Description of problem: After a 'service rgmanager start' I noted several nodes did not start the service successfully. The logs on the failed nodes show: Jul 27 12:56:34 morph-03 lock_gulmd_core[6337]: "Magma::9915" is logged out. fd: Jul 27 12:56:20 morph-03 clurgmgrd[9657]: <err> #34: Cannot get status for service Jul 27 12:56:20 morph-03 clurgmgrd[9657]: <err> #34: Cannot get status for service nfs_service Jul 27 12:56:21 morph-03 last message repeated 9 times Version-Release number of selected component (if applicable): gulm-1.0.7-0 rgmanager-1.9.52-0 How reproducible: Onec and a while. Steps to Reproduce: 1. Define a rgmanager service 2. Start service on all nodes Expected results: Additional info:
This is a bug with the way rgmanager works, not with gulm itself. Basically, gulm has no service group support, so rgmanager thinks rgmanager is running on all nodes at all times, which is incorrect. Under most situations, this should not matter, but in this case, there is apparently a race causing rgmanager to break.

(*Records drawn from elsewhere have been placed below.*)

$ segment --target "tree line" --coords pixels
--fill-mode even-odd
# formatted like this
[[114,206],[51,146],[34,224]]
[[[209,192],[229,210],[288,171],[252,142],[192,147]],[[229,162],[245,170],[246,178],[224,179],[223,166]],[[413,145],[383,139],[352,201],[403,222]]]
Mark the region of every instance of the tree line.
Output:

Restarting rgmanager on the affected node should fix the problem.
Devel ACK for 4.5.
This bug: - is gulm-specific - has a workaround (but a poor one) - has had no customer impact or reports - would require a large change to rgmanager. I'm closing this until we get reports from customers; at which point, it will be re-evaluated. Normally I wouldn't do this, except for the fact that it would be a fairly large change. If I come up with a solution which has less impact, I will reopen the bug as well.